Через несколько томительных минут дверь отворилась. Доктор выглядел хмурым.

— Сердечный приступ серьёзный, — сказал он строго. — Ей необходим полный покой. Ни волнений, ни резких разговоров. Если повторится, последствия могут быть трагическими.

Алексей шагнул было к матери, но доктор остановил его взглядом:
— Молодой человек, теперь не время. Она едва пришла в себя.

В комнату вошёл Александр Львович. Слуга успел передать ему весть. Он нашёл сына в коридоре, бледного, как мрамор.

— Что случилось? — голос его был сух и суров.

— Я… я сказал ей правду, — с трудом выговорил Алексей.

— Какую правду?

— Что я женат.

Между ними повисла тишина. Александр Львович медленно расстегнул пуговицы, посмотрел на сына долгим тяжёлым взглядом.

— Женат? — повторил он, и в голосе не было удивления, только ледяное спокойствие. — Ты понимаешь, что ты сделал?

— Да, отец. Я люблю эту девушку и венчался с ней.

Александр Львович прошёлся по коридору, заложив руки за спину.
— Хорошо. Мы ещё поговорим. Но знай, твоя мать теперь между жизнью и смертью. Ты обязан был щадить её.

Эти слова обрушились на Алексея ещё тяжелее, чем материнский упрёк. Он стоял, как преступник, ощущая груз вины.

В доме наступила тягостная тишина. Слуги ходили на цыпочках, окна завесили, чтобы не тревожить больную. Наталья Петровна лежала неподвижно, и только редкое дыхание напоминало, что жизнь ещё не покинула её.

Алексея больше не подпускали к матери. Отец говорил с ним мало и холодно. А сам Алексей мучительно рвался к Дарье — единственной, у кого он мог найти утешение. Но оставить мать в таком состоянии было непозволительно.

Прошла ночь, тревожная и длинная. Алексей почти не сомкнул глаз — то сидел в кресле, то ходил по комнате, слушая каждый звук из материнских покоев. На рассвете наконец, вызвали доктора вновь. Осмотрев больную, он немного смягчился.

— Опасность миновала. Но ей нужен полный покой, уход и тишина. Постарайтесь, чтобы ничто не взволновало её вновь.

Весть о том, что состояние матери улучшилось, принесла Алексею облегчение, но и новое бремя: он ясно понял, что теперь вся семья будет смотреть на него, как на виновника её недуга.

Наталья Петровна впервые приоткрыла глаза.
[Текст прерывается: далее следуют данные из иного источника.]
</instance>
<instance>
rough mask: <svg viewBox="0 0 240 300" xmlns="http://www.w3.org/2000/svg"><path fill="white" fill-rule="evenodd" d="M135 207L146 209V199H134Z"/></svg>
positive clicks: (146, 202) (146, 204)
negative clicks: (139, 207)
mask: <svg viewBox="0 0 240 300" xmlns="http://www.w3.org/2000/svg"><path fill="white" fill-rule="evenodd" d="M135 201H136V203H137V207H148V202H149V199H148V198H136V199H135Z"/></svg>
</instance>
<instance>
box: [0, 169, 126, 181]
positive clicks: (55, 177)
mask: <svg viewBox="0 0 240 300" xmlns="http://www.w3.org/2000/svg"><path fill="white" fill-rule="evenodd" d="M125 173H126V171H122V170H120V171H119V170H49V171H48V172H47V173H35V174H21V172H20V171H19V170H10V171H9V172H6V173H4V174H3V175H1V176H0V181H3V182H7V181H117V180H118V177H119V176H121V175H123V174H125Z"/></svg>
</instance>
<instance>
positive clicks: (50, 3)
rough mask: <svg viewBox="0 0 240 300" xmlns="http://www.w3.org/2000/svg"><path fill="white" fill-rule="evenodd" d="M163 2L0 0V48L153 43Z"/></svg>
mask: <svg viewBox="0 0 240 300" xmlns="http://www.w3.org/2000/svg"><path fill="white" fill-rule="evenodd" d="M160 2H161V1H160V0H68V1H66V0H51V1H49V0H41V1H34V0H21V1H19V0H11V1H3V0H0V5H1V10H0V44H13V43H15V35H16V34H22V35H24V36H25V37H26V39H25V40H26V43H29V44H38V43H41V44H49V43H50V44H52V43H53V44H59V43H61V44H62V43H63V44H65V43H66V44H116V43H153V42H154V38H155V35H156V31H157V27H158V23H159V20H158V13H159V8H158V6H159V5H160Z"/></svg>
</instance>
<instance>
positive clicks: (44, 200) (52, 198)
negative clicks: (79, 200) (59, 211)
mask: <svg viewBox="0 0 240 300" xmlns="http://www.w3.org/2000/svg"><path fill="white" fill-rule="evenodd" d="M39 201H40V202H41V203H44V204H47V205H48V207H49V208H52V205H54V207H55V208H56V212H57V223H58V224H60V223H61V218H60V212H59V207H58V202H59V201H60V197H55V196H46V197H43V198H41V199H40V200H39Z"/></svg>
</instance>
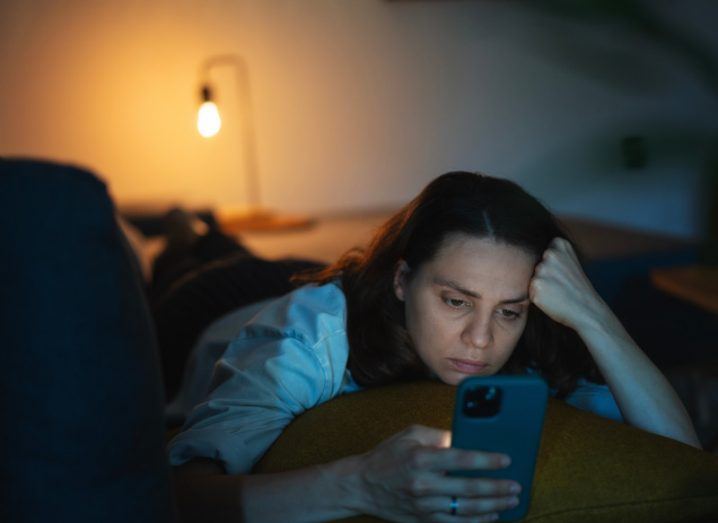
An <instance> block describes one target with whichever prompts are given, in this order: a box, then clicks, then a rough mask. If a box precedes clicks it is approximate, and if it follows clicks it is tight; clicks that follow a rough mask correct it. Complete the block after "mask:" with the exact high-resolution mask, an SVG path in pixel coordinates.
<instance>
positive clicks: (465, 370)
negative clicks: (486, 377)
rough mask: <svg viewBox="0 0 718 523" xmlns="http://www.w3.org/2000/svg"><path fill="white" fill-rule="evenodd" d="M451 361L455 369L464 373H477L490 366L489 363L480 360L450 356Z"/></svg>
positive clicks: (465, 373) (461, 372) (450, 361)
mask: <svg viewBox="0 0 718 523" xmlns="http://www.w3.org/2000/svg"><path fill="white" fill-rule="evenodd" d="M448 359H449V363H450V364H451V366H452V367H454V369H455V370H457V371H459V372H461V373H464V374H477V373H479V372H481V371H482V370H484V369H485V368H486V367H488V364H486V363H481V362H478V361H471V360H457V359H455V358H448Z"/></svg>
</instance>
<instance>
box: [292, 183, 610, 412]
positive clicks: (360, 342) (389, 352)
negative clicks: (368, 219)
mask: <svg viewBox="0 0 718 523" xmlns="http://www.w3.org/2000/svg"><path fill="white" fill-rule="evenodd" d="M454 233H465V234H469V235H472V236H475V237H480V238H490V239H492V240H495V241H498V242H502V243H506V244H508V245H512V246H516V247H520V248H522V249H525V250H527V251H528V252H530V253H532V254H533V255H534V256H535V259H536V260H537V262H538V260H540V259H541V256H542V254H543V252H544V251H545V250H546V248H547V247H548V246H549V244H550V242H551V240H552V239H553V238H556V237H562V238H566V239H568V237H567V235H566V233H565V231H564V230H563V228H562V227H561V226H560V225H559V223H558V221H557V220H556V218H555V217H554V216H553V215H552V214H551V213H550V212H549V211H548V210H547V209H546V208H545V207H544V206H543V205H542V204H541V203H540V202H539V201H538V200H537V199H536V198H534V197H533V196H531V195H529V194H528V193H527V192H526V191H524V190H523V189H522V188H521V187H520V186H518V185H517V184H515V183H513V182H511V181H509V180H504V179H500V178H493V177H490V176H486V175H483V174H477V173H469V172H451V173H447V174H444V175H442V176H439V177H438V178H436V179H435V180H434V181H432V182H431V183H429V185H427V186H426V188H424V190H423V191H422V192H421V193H420V194H419V195H418V196H417V197H416V198H414V200H412V201H411V202H409V203H408V204H407V205H406V206H404V207H403V208H402V209H401V210H400V211H399V212H397V213H396V214H395V215H394V216H392V217H391V218H390V219H389V220H388V221H387V222H386V223H385V224H384V225H383V226H382V227H381V228H380V229H379V230H378V231H377V233H376V234H375V236H374V238H373V240H372V241H371V243H370V244H369V246H368V248H367V249H366V250H362V249H358V248H355V249H352V250H350V251H349V252H347V253H345V254H344V255H343V256H342V257H341V258H340V259H339V260H338V261H337V262H336V263H334V264H333V265H331V266H329V267H327V268H326V269H323V270H321V271H315V272H313V273H309V274H305V275H303V276H300V278H299V281H301V282H304V283H306V282H316V283H327V282H330V281H334V280H337V279H339V280H341V283H342V287H343V290H344V294H345V295H346V299H347V333H348V338H349V346H350V353H349V363H348V367H349V370H350V371H351V373H352V376H353V377H354V379H355V380H356V382H357V383H358V384H360V385H362V386H365V387H370V386H376V385H382V384H386V383H390V382H395V381H406V380H412V379H417V378H421V377H426V376H428V375H429V370H428V368H427V367H426V366H425V365H424V363H423V362H422V361H421V359H420V358H419V356H418V355H417V354H416V352H415V350H414V348H413V345H412V341H411V339H410V337H409V334H408V332H407V330H406V328H405V326H404V304H403V303H402V302H401V301H399V300H398V299H397V298H396V296H395V294H394V291H393V278H394V271H395V268H396V264H397V262H398V261H399V260H402V259H403V260H405V261H406V262H407V264H408V266H409V267H410V268H411V269H412V272H415V271H416V270H417V269H418V268H419V267H420V266H421V265H422V264H424V263H426V262H427V261H430V260H431V259H432V258H433V257H434V256H435V254H436V253H437V251H438V250H439V248H440V247H441V243H442V241H443V240H444V239H445V238H446V237H447V236H448V235H450V234H454ZM527 368H532V369H536V370H538V371H539V372H540V373H541V375H542V376H543V377H544V378H545V379H546V380H547V382H548V384H549V386H551V387H553V388H555V389H556V390H557V397H559V398H563V397H565V396H566V395H567V394H568V393H569V392H571V391H572V390H574V389H575V388H576V385H577V381H578V379H579V378H581V377H584V378H587V379H589V380H591V381H594V382H597V383H605V381H604V379H603V377H602V376H601V374H600V372H599V370H598V368H597V367H596V364H595V363H594V361H593V359H592V358H591V356H590V354H589V352H588V349H587V348H586V346H585V345H584V344H583V342H582V341H581V339H580V338H579V337H578V335H577V334H576V333H575V332H574V331H573V330H571V329H570V328H568V327H565V326H563V325H561V324H559V323H557V322H555V321H553V320H551V319H550V318H549V317H548V316H547V315H546V314H544V313H543V312H542V311H541V310H540V309H538V308H537V307H536V306H534V305H533V304H532V305H531V306H530V308H529V313H528V318H527V323H526V328H525V330H524V332H523V335H522V336H521V338H520V340H519V342H518V344H517V346H516V349H515V350H514V352H513V354H512V356H511V357H510V358H509V360H508V361H507V363H506V365H505V366H504V368H503V369H502V370H501V373H502V374H504V373H511V374H520V373H524V372H526V369H527Z"/></svg>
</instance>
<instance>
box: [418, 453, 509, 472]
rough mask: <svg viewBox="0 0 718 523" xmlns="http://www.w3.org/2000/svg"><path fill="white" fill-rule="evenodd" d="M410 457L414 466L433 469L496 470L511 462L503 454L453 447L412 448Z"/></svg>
mask: <svg viewBox="0 0 718 523" xmlns="http://www.w3.org/2000/svg"><path fill="white" fill-rule="evenodd" d="M410 459H411V461H412V464H413V466H414V468H416V469H423V470H434V471H447V470H474V469H481V470H497V469H502V468H505V467H507V466H509V465H510V464H511V458H510V457H509V456H507V455H505V454H500V453H495V452H482V451H476V450H463V449H455V448H442V449H432V448H427V447H418V448H416V449H413V451H412V455H411V457H410Z"/></svg>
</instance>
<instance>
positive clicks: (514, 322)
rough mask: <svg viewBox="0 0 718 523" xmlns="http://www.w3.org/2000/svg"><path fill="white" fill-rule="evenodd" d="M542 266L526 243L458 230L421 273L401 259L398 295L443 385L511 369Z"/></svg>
mask: <svg viewBox="0 0 718 523" xmlns="http://www.w3.org/2000/svg"><path fill="white" fill-rule="evenodd" d="M535 263H536V260H535V258H534V256H533V255H531V254H530V253H529V252H528V251H526V250H524V249H521V248H519V247H514V246H511V245H507V244H505V243H496V242H494V241H493V240H490V239H486V238H478V237H475V236H470V235H468V234H463V233H456V234H452V235H449V236H448V237H447V238H446V239H445V240H444V242H443V243H442V246H441V247H440V248H439V250H438V252H437V254H436V256H434V258H433V259H432V260H430V261H428V262H426V263H424V264H423V265H422V266H421V267H419V269H418V270H416V271H414V272H412V270H411V269H412V268H410V267H407V265H406V263H404V262H403V261H402V262H400V263H399V264H398V266H397V270H396V273H395V277H394V292H395V294H396V296H397V298H398V299H399V300H401V301H403V302H404V304H405V313H406V328H407V330H408V332H409V336H410V337H411V340H412V342H413V344H414V347H415V349H416V351H417V353H418V354H419V356H420V357H421V359H422V360H423V362H424V363H425V364H426V365H427V366H428V367H429V368H430V369H431V370H432V371H433V373H434V374H436V376H438V377H439V378H440V379H441V380H442V381H443V382H445V383H448V384H451V385H456V384H457V383H459V382H460V381H461V380H462V379H464V378H465V377H466V376H469V375H478V376H489V375H491V374H495V373H497V372H498V371H499V370H500V369H501V368H502V367H503V366H504V364H505V363H506V361H507V360H508V359H509V357H510V356H511V353H512V352H513V350H514V348H515V347H516V343H517V342H518V340H519V338H520V337H521V334H522V333H523V330H524V327H525V326H526V316H527V314H528V310H529V298H528V289H529V282H530V281H531V277H532V276H533V271H534V265H535Z"/></svg>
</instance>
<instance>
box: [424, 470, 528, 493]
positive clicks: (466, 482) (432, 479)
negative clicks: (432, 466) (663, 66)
mask: <svg viewBox="0 0 718 523" xmlns="http://www.w3.org/2000/svg"><path fill="white" fill-rule="evenodd" d="M410 491H411V493H412V494H413V495H415V496H461V497H466V498H475V497H505V496H515V495H517V494H519V493H520V492H521V485H520V484H519V483H516V482H515V481H510V480H496V479H489V478H466V477H460V476H444V475H441V476H438V475H435V474H431V475H429V474H426V475H424V476H420V477H417V478H416V479H415V480H414V481H413V483H412V486H411V489H410Z"/></svg>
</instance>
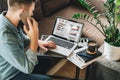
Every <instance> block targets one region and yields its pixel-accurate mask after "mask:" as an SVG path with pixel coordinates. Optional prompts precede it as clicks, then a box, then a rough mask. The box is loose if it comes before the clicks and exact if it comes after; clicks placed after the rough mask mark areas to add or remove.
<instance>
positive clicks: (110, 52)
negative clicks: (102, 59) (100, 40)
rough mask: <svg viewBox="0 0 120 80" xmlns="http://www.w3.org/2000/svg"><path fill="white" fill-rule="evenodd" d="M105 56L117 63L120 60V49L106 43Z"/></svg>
mask: <svg viewBox="0 0 120 80" xmlns="http://www.w3.org/2000/svg"><path fill="white" fill-rule="evenodd" d="M104 55H106V56H105V58H106V59H108V60H112V61H117V60H119V59H120V47H116V46H113V45H110V44H109V43H107V42H105V41H104Z"/></svg>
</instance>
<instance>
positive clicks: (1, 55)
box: [0, 0, 56, 80]
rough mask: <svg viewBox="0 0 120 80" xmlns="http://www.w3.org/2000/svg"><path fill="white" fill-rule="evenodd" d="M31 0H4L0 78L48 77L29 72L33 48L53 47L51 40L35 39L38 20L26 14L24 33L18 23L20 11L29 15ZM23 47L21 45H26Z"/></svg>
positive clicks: (35, 53)
mask: <svg viewBox="0 0 120 80" xmlns="http://www.w3.org/2000/svg"><path fill="white" fill-rule="evenodd" d="M34 6H35V0H8V11H7V12H3V13H2V14H0V80H51V79H50V78H49V77H47V76H42V75H37V74H31V72H32V70H33V69H34V66H35V65H36V64H37V63H38V61H37V48H38V46H39V47H40V48H41V49H46V50H47V48H46V47H51V48H56V46H55V44H54V43H53V42H44V41H40V40H38V36H39V32H38V23H37V22H36V21H35V20H34V19H33V18H29V17H28V18H27V23H28V25H29V29H28V28H27V27H26V26H24V31H25V33H26V34H27V35H28V37H29V38H28V37H26V36H25V35H24V34H23V32H22V29H21V28H20V26H19V25H18V24H19V22H20V21H21V20H20V15H21V14H22V13H23V12H24V11H27V12H28V14H29V15H31V16H32V15H33V10H34ZM28 46H29V48H28V49H27V51H25V50H24V49H25V48H27V47H28Z"/></svg>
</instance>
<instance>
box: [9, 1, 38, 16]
mask: <svg viewBox="0 0 120 80" xmlns="http://www.w3.org/2000/svg"><path fill="white" fill-rule="evenodd" d="M35 1H36V0H7V2H8V10H10V11H12V12H17V11H19V13H20V12H22V11H24V10H25V11H28V13H29V14H30V15H31V16H32V15H33V10H34V7H35Z"/></svg>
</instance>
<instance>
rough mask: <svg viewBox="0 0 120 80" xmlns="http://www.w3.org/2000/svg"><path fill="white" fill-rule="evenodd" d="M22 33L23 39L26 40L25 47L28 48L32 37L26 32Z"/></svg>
mask: <svg viewBox="0 0 120 80" xmlns="http://www.w3.org/2000/svg"><path fill="white" fill-rule="evenodd" d="M22 35H23V40H24V48H27V47H28V46H29V45H30V38H29V37H28V36H27V35H25V34H24V33H23V34H22Z"/></svg>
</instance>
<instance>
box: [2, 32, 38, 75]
mask: <svg viewBox="0 0 120 80" xmlns="http://www.w3.org/2000/svg"><path fill="white" fill-rule="evenodd" d="M3 38H4V39H5V40H4V41H2V42H0V45H2V46H0V54H1V56H2V57H3V58H4V59H5V60H6V61H7V62H8V63H9V64H11V65H12V66H14V67H15V68H16V69H18V70H20V71H22V72H24V73H31V72H32V70H33V68H34V66H35V65H36V64H37V56H36V53H35V52H33V51H32V50H31V49H30V48H29V49H28V50H27V51H26V52H24V50H23V49H22V48H21V47H20V45H19V44H18V42H19V41H18V40H17V39H16V37H15V35H13V34H10V33H9V34H8V33H6V34H5V33H4V37H3Z"/></svg>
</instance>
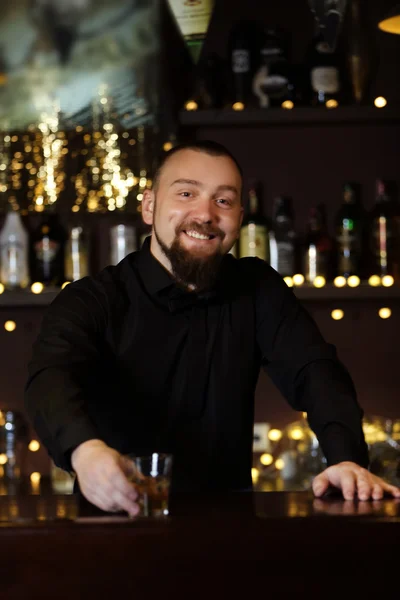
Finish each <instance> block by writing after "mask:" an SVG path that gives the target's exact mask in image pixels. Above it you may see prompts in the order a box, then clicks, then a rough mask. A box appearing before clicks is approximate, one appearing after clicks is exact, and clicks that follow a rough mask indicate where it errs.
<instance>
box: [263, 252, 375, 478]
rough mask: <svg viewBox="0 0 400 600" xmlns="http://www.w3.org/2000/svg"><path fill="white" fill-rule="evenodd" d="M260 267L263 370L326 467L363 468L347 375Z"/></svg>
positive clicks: (298, 311)
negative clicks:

Лицо её было бледным, измождённым, но взгляд — прежним, властным. Она позвала мужа, и Александр Львович склонился к ней.

— Александр… он сказал… что женат… — прошептала она.
— Тсс, тебе нельзя волноваться, — остановил её муж. — Всё уладится.

Но Наталья Петровна слабо покачала головой.
— Я должна знать… где она…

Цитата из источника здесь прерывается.